Data you will actually need in Lithuania
Plan for a single reference year. Collect data that reflects how the product is made at the Lithuanian plant or the plant serving Lithuania.
- Energy inputs and fuels by month or year, with meters and invoices.
- Raw materials and intermediates by supplier and mass, including recycled content and biogenic fractions where relevant.
- A4 logistics to Lithuanian projects or distribution hubs, with realistic routes and transport modes.
- Waste and water data, treatment routes, and recovery credits where allowed by the PCR.
Good data is like a clean mix on a studio track. Everything else becomes faster to verify.
Language, units, and verification
English is widely accepted for EPDs in Lithuanian projects, though Lithuanian summaries can be helpful for public buyers. Stick to metric units and be consistent. Third‑party verification remains non‑negotiable under EN 15804 and operator rules. If you plan mutual recognition or secondary listings, flag that early so any country‑specific add‑ons can be modelled once, not patched later.
Timelines and validity
Publishing speed varies by product complexity, data readiness, and operator queue. Many European operators set EPD validity at five years before renewal, which is a useful planning guardrail for budgeting and portfolio roadmaps (Bau EPD on ECO Platform and EPD validity, 2025). An expiring PCR does not automatically invalidate an existing EPD, yet the next renewal will need the updated PCR version.
Pitfalls we still see
Teams sometimes under‑document transport for A4 and end up with generic distances that inflate impacts. Others skip early talks with Quality or Procurement and later scramble for invoices to support verifier sampling. A few rush a narrow single‑plant declaration when a multi‑plant setup would better match how the product is actually supplied. These are easy wins to fix if you align stakeholders in week one.
If you sell outside Lithuania
ECO Platform recognition and bilateral mutual‑recognition agreements make it straightforward to list the same EN 15804 EPD in multiple programs for visibility. That keeps architects, contractors, and LCA tools in Germany, the Nordics, and beyond working from the exact same dataset. One declaration, many doors opened.
Bringing it together for Lithuania
If you manufacture in or sell into Lithuania, an EN 15804 EPD from a recognized operator is the ticket that keeps you in play as tenders tighten around life‑cycle disclosure. Focus on clean plant data, the right PCR, and verifier‑ready evidence. Get those right and you will recieve fewer follow‑up questions, faster listings, and a steadier path to specification as EU rules kick fully into gear.
Frequently Asked Questions
Do Lithuanian public buyers explicitly require EPDs in every construction tender?

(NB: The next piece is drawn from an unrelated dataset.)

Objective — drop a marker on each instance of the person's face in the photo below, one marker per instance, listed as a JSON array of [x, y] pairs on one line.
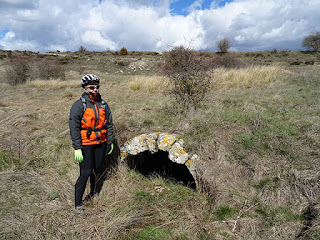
[[92, 88]]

Not as a blanket rule across all categories, but green public procurement has become the norm and environmental criteria now appear across tenders. Product‑specific, third‑party verified EPDs make compliance and scoring much easier for buyers (Ministry of Environment, 2023).
Which EPD standard should my declaration follow for Lithuania?

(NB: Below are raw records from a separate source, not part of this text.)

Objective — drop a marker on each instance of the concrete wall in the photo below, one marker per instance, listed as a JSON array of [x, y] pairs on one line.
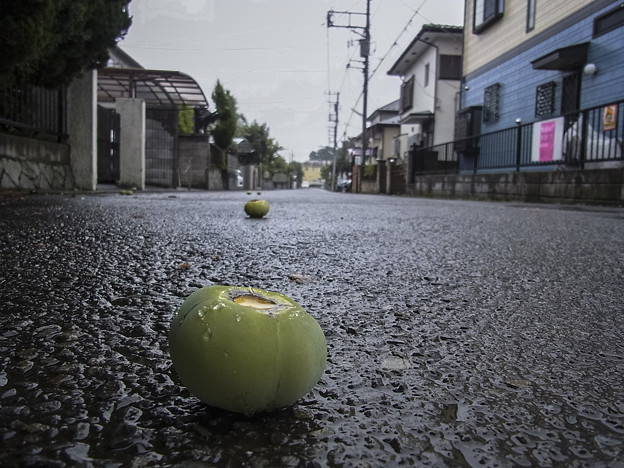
[[82, 129], [132, 142], [31, 164], [599, 186]]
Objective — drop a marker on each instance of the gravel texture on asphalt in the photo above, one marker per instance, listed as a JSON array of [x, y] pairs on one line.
[[459, 333]]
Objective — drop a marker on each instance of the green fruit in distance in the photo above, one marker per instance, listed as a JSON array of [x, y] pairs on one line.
[[257, 208], [245, 349]]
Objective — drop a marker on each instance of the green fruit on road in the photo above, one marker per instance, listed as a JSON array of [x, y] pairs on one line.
[[257, 208], [245, 349]]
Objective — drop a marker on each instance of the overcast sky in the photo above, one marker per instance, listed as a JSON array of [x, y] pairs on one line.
[[279, 59]]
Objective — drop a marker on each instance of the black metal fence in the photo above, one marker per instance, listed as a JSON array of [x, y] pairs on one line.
[[34, 111], [575, 140]]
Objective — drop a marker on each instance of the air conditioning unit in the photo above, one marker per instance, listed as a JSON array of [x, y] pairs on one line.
[[467, 126]]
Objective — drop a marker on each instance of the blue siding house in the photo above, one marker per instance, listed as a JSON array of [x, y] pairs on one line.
[[551, 72]]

EN 15804+A2 aligned EPDs are the European baseline for construction products and are widely accepted in Lithuanian projects.

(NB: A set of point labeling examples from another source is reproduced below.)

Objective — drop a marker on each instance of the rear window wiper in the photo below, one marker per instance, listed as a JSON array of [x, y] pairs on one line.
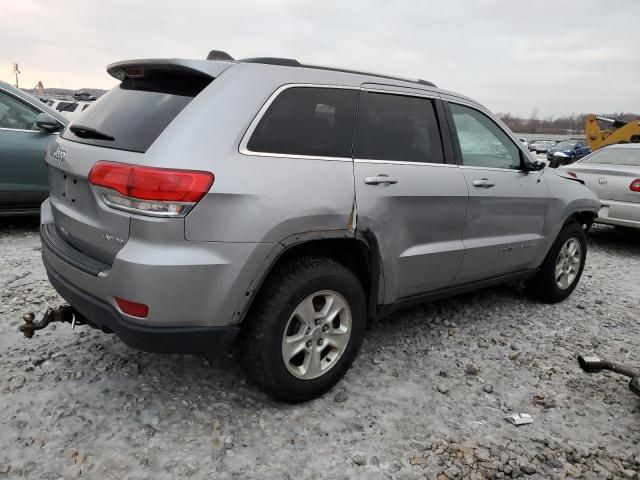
[[88, 132]]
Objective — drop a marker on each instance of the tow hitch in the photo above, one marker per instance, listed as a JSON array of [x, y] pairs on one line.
[[592, 364], [64, 313]]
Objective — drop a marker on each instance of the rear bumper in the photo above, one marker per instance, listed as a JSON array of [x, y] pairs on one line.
[[103, 316], [624, 214], [185, 284]]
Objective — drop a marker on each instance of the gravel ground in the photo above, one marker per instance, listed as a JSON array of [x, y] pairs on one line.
[[426, 398]]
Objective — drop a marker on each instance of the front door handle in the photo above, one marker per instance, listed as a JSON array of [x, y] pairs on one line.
[[483, 183], [380, 179]]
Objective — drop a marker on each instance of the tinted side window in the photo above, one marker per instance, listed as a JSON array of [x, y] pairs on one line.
[[396, 127], [482, 142], [67, 107], [308, 121], [16, 114]]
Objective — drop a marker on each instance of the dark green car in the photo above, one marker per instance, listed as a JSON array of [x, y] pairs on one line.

Will EU policy really increase EPD demand in Lithuania?
Yes. Whole‑life carbon reporting for new buildings becomes mandatory from 2028 for large projects and from 2030 for all new buildings, which relies on verified product EPD data (CCRI on EPBD, 2025).
How long is an EPD valid in Europe?
Most programs set validity at 5 years before renewal, subject to operator rules and PCR updates (Bau EPD, 2025).
Is there a national Lithuanian EPD database I must publish in?
There is no separate national database to publish in for Lithuania. Visibility usually comes via the chosen program operator’s library and ECO Platform’s ecosystem.